Till Nikolaus von Heiseler (* 18. April 1962 in Braunschweig) ist ein deutscher Autor, Regisseur und Performer.

Leben[Bearbeiten | Quelltext bearbeiten]

Till Nikolaus von Heiseler wurde 1962 als erster Sohn des Privatgelehrten, Dichters und Übersetzers Johannes Henrich von Heiseler und seiner Frau Ingrid geboren. Er ist der Enkel des Schriftstellers Bernt von Heiseler und Urenkel des Schriftstellers Henry von Heiseler. Kurz vor der Einschulung siedelte die Familie nach Wolfsburg über. Seinen ersten Text veröffentlichte er bereits im Alter von acht Jahren in der Wochenzeitung Die Zeit.[1]

Ab 1990 entwickelte er freie Produktionen sowohl in Basel als auch in Berlin (Tacheles).[2] Zwischen 1991 und 1993 inszenierte er am Kleist-Theater Frankfurt (Oder) seine eigenen Stücke,[3] aber auch Hörspiele im Saarländischen Rundfunk und im Deutschlandradio. Wichtige Partner waren die Komponisten Conrado del Rosario, Helmut Oehring und die Schauspielerin und Performerin Michaela Caspar. 1994 brach er überraschend mit dem Theater und beendete seine Arbeit als Dramatiker und Theaterregisseur, um sich mit offeneren künstlerischen Formen und vor allem mit Performance und „Unsichtbarer Literatur“ zu beschäftigen.
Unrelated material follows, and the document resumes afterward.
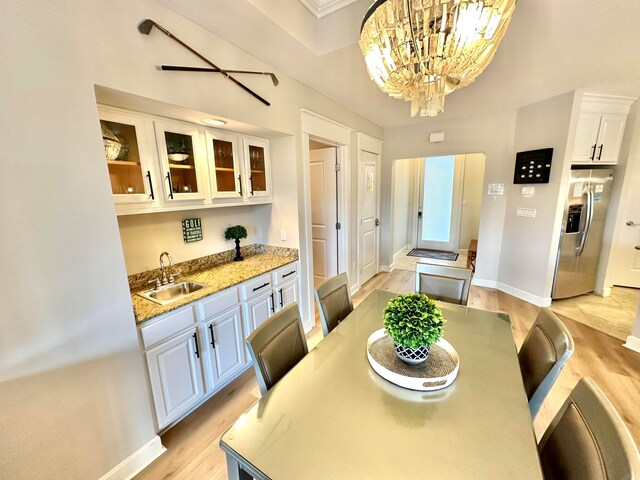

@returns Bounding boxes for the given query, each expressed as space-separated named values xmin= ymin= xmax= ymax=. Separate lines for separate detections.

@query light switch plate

Ab Mitte der 90er Jahre wurde er Teil einer literarischen Gruppierung, die eine „Unsichtbare Literatur“ vertritt. Diese schließt insbesondere an den Moskauer Konzeptualismus, das Unsichtbare Theater von Augusto Boal und die „Literatur der Hinterzimmer“ an. Literarische Werke werden hier bewusst nur in einem kleinen Kreis gelesen, weitergegeben und diskutiert. Darüber hinaus werden literarische Formen gewählt, die nicht sofort als Literatur zu erkennen sind (Briefe an Behörden, Klo-Sprüche, Performances).
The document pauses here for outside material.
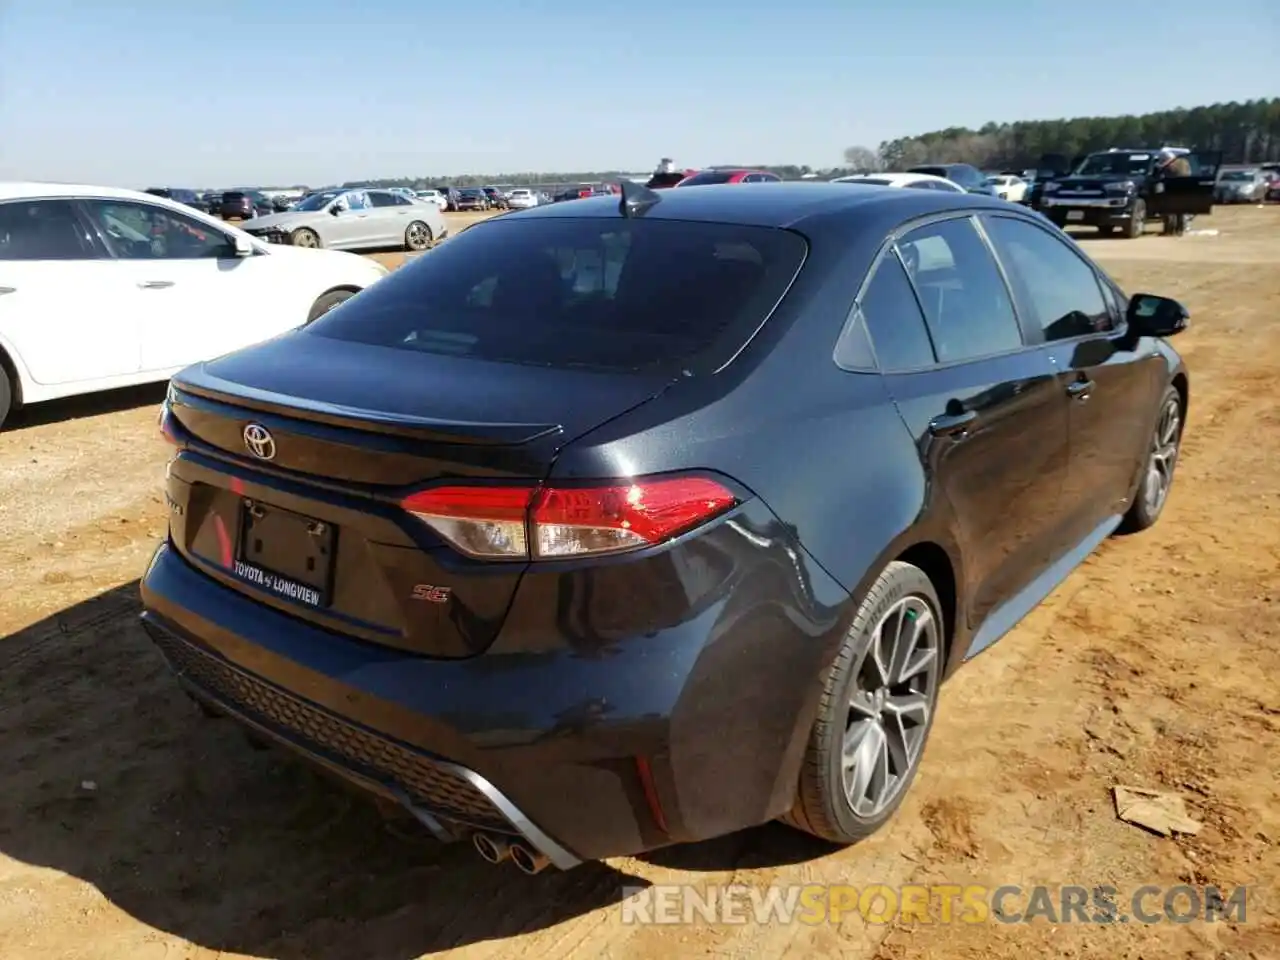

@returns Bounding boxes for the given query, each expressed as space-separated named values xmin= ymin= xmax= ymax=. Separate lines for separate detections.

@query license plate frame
xmin=234 ymin=500 xmax=335 ymax=608
xmin=1066 ymin=210 xmax=1086 ymax=221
Zusammen mit Michaela Caspar entwickelte Heiseler die Performances Ein sehr kurzes Stück für Bankdirektoren,[4][5][6][7][8] 21. August 1997 und das Projekt Neue Länder – Neue Identitäten (eine fiktive Infobox der Bundesregierung).[9] Ab 2001 begann er sich mit Video zu beschäftigen und entwickelte im Kollektiv der Neuen Methodiker e.V. neue Methoden der Produktion und Distribution von Bewegtbildmedien (Video). Diese Methoden sind dem Unsichtbaren Theater und der Performance verpflichtete Techniken und arbeiten in der Regel mit der Vermischung von Fiktion und Realität. Oft wird mittels performativer Methoden eine Realität hergestellt, die dann mit Handkameras dokumentiert wird.
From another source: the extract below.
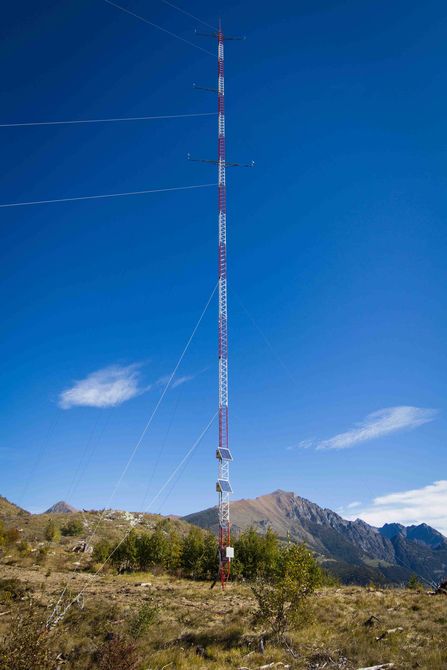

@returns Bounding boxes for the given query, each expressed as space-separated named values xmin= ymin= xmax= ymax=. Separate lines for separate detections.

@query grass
xmin=1 ymin=511 xmax=446 ymax=668
xmin=0 ymin=561 xmax=446 ymax=669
Heiseler ist Autodidakt und lehrte an folgenden Universitäten: Freie Universität Berlin, Technische Universität Berlin, Humboldt-Universität Berlin, Hochschule für Gestaltung und Kunst Zürich, Hochschule für Bildende Künste Braunschweig. Seine Methoden der Wissensinszenierung und der Wissensmoderation für Forschung und Lehre basieren auf medientheoretischen Überlegungen und auf inszenatorischem und theatralem Praxiswissen.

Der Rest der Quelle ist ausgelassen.